Oregon is the only state in the nation that has a law allowing doctors to assist with suicide. Last year, twenty-two doctors in that state helped twenty-seven people kill themselves. Undoubtedly this is but a token of that which is to come. Within the next few years it is likely that more states will enact assisted-suicide laws, and probably the fatalities will accelerate drastically.
Suicide is already at epidemic proportions in our nation. We hardly need the endorsement of government (which is supposed to be a protective and supportive agency) and the cooperation of the medical profession (which should attempt to sustain life, not destroy it) as co-conspirators in this tragedy.
Why are so many choosing to end their lives? While it is impossible to know, in many cases, what triggers this last-resort measure (since many suicides do not leave notes explaining their decisions), some likely rationales may be suggested.
(1) Many entertain the illusion that their life belongs to them, to do with as they wish. Retain it or release it, the choice is personal. The notion is popular that we are autonomous (self-ruling) creatures, accountable to no higher power.
But that ideology is false. Life is a gift from God (Acts 17:25; 1 Timothy 6:13); it possesses, therefore, a sanctity. Man is not free to dispose of it at will.
(2) Multitudes labor under the notion that there is nothing beyond this life. Accordingly, in view of their painful existence (be it physical or emotional), for them a nothing would be better than the something they now must endure. If they are wrong, however, and there is a something after death, their decision has become irrevocable.
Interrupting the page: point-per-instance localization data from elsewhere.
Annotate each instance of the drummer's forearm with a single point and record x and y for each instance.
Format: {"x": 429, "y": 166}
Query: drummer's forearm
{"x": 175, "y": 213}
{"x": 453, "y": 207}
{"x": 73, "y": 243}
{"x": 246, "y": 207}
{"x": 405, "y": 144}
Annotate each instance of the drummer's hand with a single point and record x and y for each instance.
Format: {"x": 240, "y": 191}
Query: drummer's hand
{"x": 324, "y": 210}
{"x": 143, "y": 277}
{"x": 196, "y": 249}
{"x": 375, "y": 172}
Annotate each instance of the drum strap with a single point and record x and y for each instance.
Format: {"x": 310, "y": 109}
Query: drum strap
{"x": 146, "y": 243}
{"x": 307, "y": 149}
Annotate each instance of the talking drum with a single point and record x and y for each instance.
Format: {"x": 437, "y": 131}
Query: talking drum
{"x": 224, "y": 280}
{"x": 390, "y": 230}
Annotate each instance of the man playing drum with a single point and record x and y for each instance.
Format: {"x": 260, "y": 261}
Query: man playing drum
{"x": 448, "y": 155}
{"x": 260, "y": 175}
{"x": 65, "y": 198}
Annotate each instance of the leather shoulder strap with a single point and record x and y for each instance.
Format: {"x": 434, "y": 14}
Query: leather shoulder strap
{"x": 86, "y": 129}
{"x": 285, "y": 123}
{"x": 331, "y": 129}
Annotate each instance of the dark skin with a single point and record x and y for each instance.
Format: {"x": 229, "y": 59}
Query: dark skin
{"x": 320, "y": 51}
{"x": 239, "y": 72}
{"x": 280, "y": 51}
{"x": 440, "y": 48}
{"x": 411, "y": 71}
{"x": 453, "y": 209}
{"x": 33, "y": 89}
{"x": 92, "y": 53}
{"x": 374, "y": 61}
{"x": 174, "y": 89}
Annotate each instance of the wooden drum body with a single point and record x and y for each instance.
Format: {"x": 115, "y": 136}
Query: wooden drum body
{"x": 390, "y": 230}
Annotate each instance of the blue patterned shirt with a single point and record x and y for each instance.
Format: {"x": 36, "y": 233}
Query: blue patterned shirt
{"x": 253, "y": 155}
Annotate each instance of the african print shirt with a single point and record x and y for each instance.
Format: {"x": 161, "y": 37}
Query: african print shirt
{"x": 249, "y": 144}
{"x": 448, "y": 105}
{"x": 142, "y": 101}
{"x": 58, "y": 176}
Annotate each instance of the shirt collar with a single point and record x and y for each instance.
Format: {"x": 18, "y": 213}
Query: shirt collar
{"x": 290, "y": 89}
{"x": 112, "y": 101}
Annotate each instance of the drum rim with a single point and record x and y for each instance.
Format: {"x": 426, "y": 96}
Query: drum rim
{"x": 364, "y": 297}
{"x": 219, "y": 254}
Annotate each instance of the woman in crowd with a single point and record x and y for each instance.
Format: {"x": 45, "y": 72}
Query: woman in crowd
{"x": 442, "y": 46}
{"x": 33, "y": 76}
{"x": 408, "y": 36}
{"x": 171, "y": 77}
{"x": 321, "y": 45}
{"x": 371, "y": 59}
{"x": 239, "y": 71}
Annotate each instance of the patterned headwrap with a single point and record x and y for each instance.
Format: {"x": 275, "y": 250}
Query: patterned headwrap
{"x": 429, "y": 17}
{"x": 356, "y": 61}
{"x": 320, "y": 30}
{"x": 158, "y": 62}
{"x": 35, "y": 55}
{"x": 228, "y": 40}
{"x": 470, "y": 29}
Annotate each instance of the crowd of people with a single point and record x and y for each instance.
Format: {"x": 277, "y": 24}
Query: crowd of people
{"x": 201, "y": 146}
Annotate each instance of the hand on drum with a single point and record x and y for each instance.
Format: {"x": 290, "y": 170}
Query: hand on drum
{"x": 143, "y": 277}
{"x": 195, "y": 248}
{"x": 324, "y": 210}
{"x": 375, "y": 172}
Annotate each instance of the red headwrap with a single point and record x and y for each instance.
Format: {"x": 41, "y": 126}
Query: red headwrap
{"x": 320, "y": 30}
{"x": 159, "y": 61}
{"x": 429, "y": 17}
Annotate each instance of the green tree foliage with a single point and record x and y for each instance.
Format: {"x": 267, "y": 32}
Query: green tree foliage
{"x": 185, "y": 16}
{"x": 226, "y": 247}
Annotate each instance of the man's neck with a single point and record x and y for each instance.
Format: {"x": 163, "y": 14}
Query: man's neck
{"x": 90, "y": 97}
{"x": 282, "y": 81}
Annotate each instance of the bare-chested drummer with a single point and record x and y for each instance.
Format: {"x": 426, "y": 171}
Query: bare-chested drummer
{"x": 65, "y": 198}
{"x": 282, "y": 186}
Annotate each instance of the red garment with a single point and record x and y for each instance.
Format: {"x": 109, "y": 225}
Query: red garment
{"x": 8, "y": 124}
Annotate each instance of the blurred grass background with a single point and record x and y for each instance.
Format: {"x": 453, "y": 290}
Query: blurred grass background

Once the decision to terminate one’s life has been fully enacted, there is no turning back.
In San Francisco, the Golden Gate Bridge is a favorite suicide site. Hundreds have gone to their deaths in the chilling bay waters. A few have survived. One of the survivors was interviewed on television recently. He said that when he took that step from the railing, he knew it was a mistake. He was fortunate. Most have no further opportunity to review their fatal decision.
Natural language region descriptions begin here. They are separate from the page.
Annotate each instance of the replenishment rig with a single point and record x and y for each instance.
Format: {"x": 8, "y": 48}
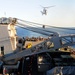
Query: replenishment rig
{"x": 32, "y": 56}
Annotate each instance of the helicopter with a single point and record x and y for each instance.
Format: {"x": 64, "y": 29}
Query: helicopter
{"x": 44, "y": 12}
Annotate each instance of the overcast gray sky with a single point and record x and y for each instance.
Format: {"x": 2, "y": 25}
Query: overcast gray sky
{"x": 63, "y": 14}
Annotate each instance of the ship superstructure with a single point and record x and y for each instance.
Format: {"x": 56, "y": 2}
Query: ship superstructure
{"x": 45, "y": 52}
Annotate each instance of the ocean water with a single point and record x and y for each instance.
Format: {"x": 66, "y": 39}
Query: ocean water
{"x": 26, "y": 33}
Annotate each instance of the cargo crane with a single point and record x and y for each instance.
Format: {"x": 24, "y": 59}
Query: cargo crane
{"x": 15, "y": 58}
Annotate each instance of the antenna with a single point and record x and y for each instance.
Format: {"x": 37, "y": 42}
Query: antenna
{"x": 5, "y": 14}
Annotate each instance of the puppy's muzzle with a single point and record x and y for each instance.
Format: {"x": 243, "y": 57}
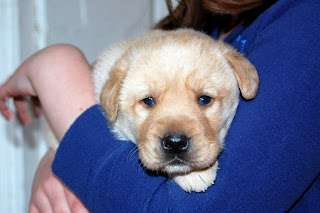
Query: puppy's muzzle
{"x": 175, "y": 143}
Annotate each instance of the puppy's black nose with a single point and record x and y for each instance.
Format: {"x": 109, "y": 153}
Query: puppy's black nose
{"x": 175, "y": 143}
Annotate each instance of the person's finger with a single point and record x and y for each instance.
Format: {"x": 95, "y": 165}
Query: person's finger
{"x": 36, "y": 106}
{"x": 40, "y": 203}
{"x": 5, "y": 110}
{"x": 23, "y": 111}
{"x": 33, "y": 209}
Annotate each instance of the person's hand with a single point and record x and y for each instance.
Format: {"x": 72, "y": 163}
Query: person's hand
{"x": 49, "y": 194}
{"x": 18, "y": 86}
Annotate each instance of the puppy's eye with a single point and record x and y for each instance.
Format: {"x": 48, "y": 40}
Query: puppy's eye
{"x": 204, "y": 100}
{"x": 149, "y": 101}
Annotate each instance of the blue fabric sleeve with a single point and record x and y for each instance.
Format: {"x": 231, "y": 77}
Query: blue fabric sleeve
{"x": 271, "y": 160}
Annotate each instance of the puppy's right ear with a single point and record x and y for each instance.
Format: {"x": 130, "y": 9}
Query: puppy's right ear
{"x": 109, "y": 96}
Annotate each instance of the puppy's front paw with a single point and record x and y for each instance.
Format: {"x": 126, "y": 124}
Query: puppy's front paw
{"x": 198, "y": 181}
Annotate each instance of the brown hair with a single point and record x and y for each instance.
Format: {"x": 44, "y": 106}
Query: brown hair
{"x": 205, "y": 15}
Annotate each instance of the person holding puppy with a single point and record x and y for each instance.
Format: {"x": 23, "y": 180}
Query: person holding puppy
{"x": 271, "y": 159}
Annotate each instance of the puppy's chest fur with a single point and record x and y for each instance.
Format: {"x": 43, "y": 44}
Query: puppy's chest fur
{"x": 174, "y": 94}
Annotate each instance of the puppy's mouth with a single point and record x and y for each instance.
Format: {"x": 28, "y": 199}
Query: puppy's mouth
{"x": 176, "y": 165}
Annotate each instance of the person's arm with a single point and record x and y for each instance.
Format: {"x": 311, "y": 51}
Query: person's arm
{"x": 60, "y": 77}
{"x": 272, "y": 150}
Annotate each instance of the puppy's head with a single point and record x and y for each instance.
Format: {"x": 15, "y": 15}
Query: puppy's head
{"x": 175, "y": 94}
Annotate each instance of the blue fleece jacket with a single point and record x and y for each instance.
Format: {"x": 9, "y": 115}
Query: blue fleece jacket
{"x": 271, "y": 161}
(3) Some, who profess religious faith, likely are convinced that God understands their turmoil and will not hold them accountable for this terminal act. They gamble their eternal future upon a God they scarcely know and whose will they have not consulted.
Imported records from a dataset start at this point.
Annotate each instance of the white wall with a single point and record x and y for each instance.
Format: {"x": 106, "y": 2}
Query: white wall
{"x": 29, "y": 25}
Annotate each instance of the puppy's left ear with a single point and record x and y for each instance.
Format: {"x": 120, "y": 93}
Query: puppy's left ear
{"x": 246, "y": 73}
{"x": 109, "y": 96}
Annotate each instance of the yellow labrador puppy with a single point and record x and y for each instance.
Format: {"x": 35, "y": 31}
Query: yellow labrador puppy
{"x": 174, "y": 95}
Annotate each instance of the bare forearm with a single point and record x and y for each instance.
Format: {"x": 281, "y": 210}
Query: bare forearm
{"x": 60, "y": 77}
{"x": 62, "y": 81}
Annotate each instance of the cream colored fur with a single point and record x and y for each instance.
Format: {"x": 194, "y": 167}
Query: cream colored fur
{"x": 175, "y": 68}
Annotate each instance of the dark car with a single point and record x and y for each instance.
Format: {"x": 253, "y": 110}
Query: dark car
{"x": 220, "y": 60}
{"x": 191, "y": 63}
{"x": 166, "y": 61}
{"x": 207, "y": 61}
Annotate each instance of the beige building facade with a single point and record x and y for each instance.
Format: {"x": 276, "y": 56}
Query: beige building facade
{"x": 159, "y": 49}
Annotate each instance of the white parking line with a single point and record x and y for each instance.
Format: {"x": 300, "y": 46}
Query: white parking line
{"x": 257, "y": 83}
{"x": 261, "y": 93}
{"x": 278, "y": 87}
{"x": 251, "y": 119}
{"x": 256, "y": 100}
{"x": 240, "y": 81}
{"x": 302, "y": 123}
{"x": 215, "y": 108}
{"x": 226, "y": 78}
While it is no doubt true that some who commit suicide are mentally unstable and therefore not responsible for the immediate act itself, they are accountable, nevertheless, for the deeds of their lives during the period of their rationality. Moreover, it is certain that suicide is not necessarily an irrational act—though some have so alleged.
Every suicide mentioned in the Scriptures is cast in a negative light. There is no doubt that Judas Iscariot, who died by his own hand (Matthew 27:5), was lost (John 17:12; Acts 1:25). One thing is certain: there is no opportunity for conversion in the post-death world (cf. Matthew 25:1-13; Hebrews 9:27).
(4) Some may decide to terminate their lives due to the fact that they have been mesmerized with the ideology that they will return (via reincarnation) to a more pleasant earthly existence. Such views are utterly vain, having no rational or scriptural basis.
(5) It seems to be the case that some take their own lives because of a misguided concern for others. In Oregon, recent studies revealed that sixty-three percent of those who died during the state’s third year of legally-assisted deaths stated that the reason for their dramatic decision was that they had a fear of becoming a burden to their families and friends.
What does this say about our society when we leave the impression with our loved ones that they, in their final days, will be a burden upon us? Do we, in our fast-paced, commercial society convey the disposition that we do not wish to be bothered with the infirm? Have we become such a disposal culture that people are cast away when they become a bother to us? Whatever happened to the idea that it is good for us to be gentle, caring, and patient?
Such crisis times in the waning days of our loved ones are periods of great character building for us. What a tragedy when a person’s worth is measured by how much “trouble” they have become, due to the common infirmities of life.
Finally, this must be said. The phenomenon of “mercy killing” ultimately will have a desensitizing effect upon our culture. As people get used to the idea of taking the lives of those who are handicapped, a new attitude gradually will evolve. What begins as a voluntary act of “compassion,” will eventually become a necessity for the welfare of society as a whole. America will be unable to “afford” the time and money for being distracted by those who are “unproductive.”
Dark days lie in store for our nation, though most seem to be oblivious to this grim reality.